Thread: How do I overload the new operator to accept a std::string parameter?

  1. #1
    Registered User
    Join Date
    Feb 2011
    Posts
    141

    How do I overload the new operator to accept a std::string parameter?

    Hello. I'm a C++ newbie.

    I'm trying to do something very brave and beyond my capability.

    The code should explain what I'm trying to do. How would I overload the "new" operator so as to allow a string to be passed in and placed in the allocated memory?

    Code:
    #include <cstddef>
    #include <cstdlib>
    #include <exception>
    #include <iostream>
    #include <new>
    #include <string>
    
    void * operator new (std::size_t size, std::string debug_name)
    {
        if (size + sizeof(std::string) < size)
        {
            std::bad_alloc exception;
            throw exception;  /* size overflow */
        }
    
        void * p = std::malloc(size + sizeof(std::string));
    
        std::string *pstr = (std::string *) p;
    
        *pstr = debug_name;
    
        return p + sizeof(std::string);
    }
    
    class invalid_ptr : public std::exception {};
    
    void operator delete(void *ptr)
    {
        if (ptr == NULL || ptr == nullptr)
            return;
    
        void *ptr2 = ptr - sizeof(std::string);
    
        if (ptr2 > ptr)
        {
            invalid_ptr exception;
            throw exception;
        }
    
        std::free(ptr2);
    }
    
    int main()
    {
        int *pi = new int;
        *pi = 42;
    
        std::cout << *pi << std::endl;
    
        delete(pi);
    }

  2. #2
    Registered User
    Join Date
    May 2010
    Posts
    4,176
    I'm trying to do something very brave and beyond my capability.
    That's not how I would describe that code.

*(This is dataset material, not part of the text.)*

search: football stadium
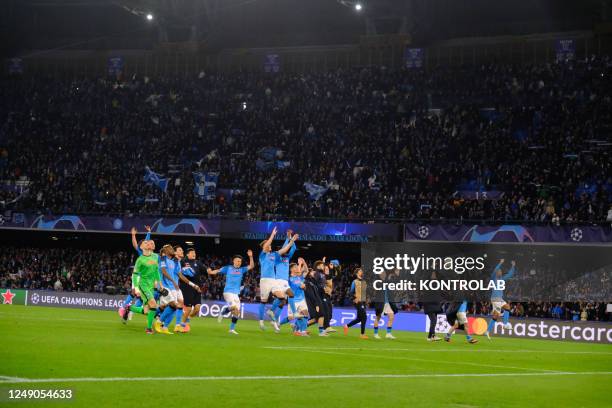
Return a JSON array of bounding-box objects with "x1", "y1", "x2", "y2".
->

    What does your main() have to do with the rest of the code?

    Why are you trying to dynamically allocate a std::string in the first place? What do you think you will gain since the string "data" is already dynamic?

  3. #3
    Registered User
    Join Date
    Apr 2006
    Posts
    2,149
    The two parts you are missing is how to construct and destroy the string.

    To construct the string, you need to use placement new, wherein you pass the address of the future location of the string a a parameter to new.

    To destroy the string, you simply need to call the destructor on the string explicitly.

    Another thing, you need to be doing pointer arithmetic here with "unsigned char *" or "std::byte *", not void pointers, because "ptr - sizeof(std::string)" does not have defined semantics; you want to go back sizeof(string) bytes, not size of string number of void objects (which don't exist).
    It is too clear and so it is hard to see.
    A dunce once searched for fire with a lighted lantern.
    Had he known what fire was,
    He could have cooked his rice much sooner.